A Space's administrator can also connect an Agent by directly calling the netdata-claim.sh script either with root privileges using sudo, or as the user running the Agent (typically netdata), and passing the following arguments:

-token=TOKEN
    where TOKEN is the Space's claiming token.
-rooms=ROOM1,ROOM2,...
    where ROOMX is the War Room this node should be added to. This list is optional.
-url=URL_BASE
    where URL_BASE is the Netdata Cloud endpoint base URL. By default, this is https://app.netdata.cloud.
-id=AGENT_ID
    where AGENT_ID is the unique identifier of the Agent. This is the Agent's MACHINE_GUID by default.
-hostname=HOSTNAME
    where HOSTNAME is the result of the hostname command by default.
-proxy=PROXY_URL
    where PROXY_URL is the endpoint of a HTTP or HTTPS proxy.

For example, the following command connects an Agent and adds it to rooms room1 and room2:

netdata-claim.sh -token=MYTOKEN1234567 -rooms=room1,room2

You should then update the netdata service about the result with netdatacli:

netdatacli reload-claiming-state

This reloads the Agent connection state from disk.

Our recommendation is to trigger the connection process using the kickstart whenever possible.

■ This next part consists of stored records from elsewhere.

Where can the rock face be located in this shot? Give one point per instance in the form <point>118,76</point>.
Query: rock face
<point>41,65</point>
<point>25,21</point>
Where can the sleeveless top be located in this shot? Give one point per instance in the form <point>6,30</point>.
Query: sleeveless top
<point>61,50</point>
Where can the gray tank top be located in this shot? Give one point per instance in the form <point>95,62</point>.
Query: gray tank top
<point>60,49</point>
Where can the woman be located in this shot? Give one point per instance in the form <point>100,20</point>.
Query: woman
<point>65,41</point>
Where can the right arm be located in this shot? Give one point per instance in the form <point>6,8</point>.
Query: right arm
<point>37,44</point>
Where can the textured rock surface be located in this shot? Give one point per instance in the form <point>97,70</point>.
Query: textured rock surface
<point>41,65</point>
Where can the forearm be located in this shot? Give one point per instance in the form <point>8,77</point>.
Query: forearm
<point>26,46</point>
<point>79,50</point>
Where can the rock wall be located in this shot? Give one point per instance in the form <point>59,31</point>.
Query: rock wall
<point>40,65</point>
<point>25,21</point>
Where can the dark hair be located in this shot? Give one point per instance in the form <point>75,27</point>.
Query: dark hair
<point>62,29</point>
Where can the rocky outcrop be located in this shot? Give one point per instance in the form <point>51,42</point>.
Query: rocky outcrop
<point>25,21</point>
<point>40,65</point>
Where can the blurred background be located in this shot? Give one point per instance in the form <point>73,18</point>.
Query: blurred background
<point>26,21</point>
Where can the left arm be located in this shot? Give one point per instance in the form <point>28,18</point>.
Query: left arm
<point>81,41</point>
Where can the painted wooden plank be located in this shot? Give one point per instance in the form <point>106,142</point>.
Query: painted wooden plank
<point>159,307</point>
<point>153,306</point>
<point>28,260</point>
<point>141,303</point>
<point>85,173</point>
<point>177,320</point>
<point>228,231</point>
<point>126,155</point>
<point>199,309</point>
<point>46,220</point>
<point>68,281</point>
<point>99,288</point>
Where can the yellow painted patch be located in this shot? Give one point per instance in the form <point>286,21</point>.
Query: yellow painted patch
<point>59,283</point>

Netdata Agent command line

If a Netdata Agent is running, the Space's administrator can connect a node using the netdata service binary with additional command line parameters:

-W "claim -token=TOKEN -rooms=ROOM1,ROOM2"

For example:

/usr/sbin/netdata -D -W "claim -token=MYTOKEN1234567 -rooms=room1,room2"

If need be, the user can override the Agent's defaults by providing additional arguments like those described here.

Connection directory

Netdata stores the Agent's connection-related state in the Netdata library directory under cloud.d. For a default installation, this directory exists at /var/lib/netdata/cloud.d. The directory and its files should be owned by the user that runs the Agent, which is typically the netdata user.

The cloud.d/token file should contain the claiming-token and the cloud.d/rooms file should contain the list of War Rooms you added that node to.

The user can also put the Cloud endpoint's full certificate chain in cloud.d/cloud_fullchain.pem so that the Agent can trust the endpoint if necessary.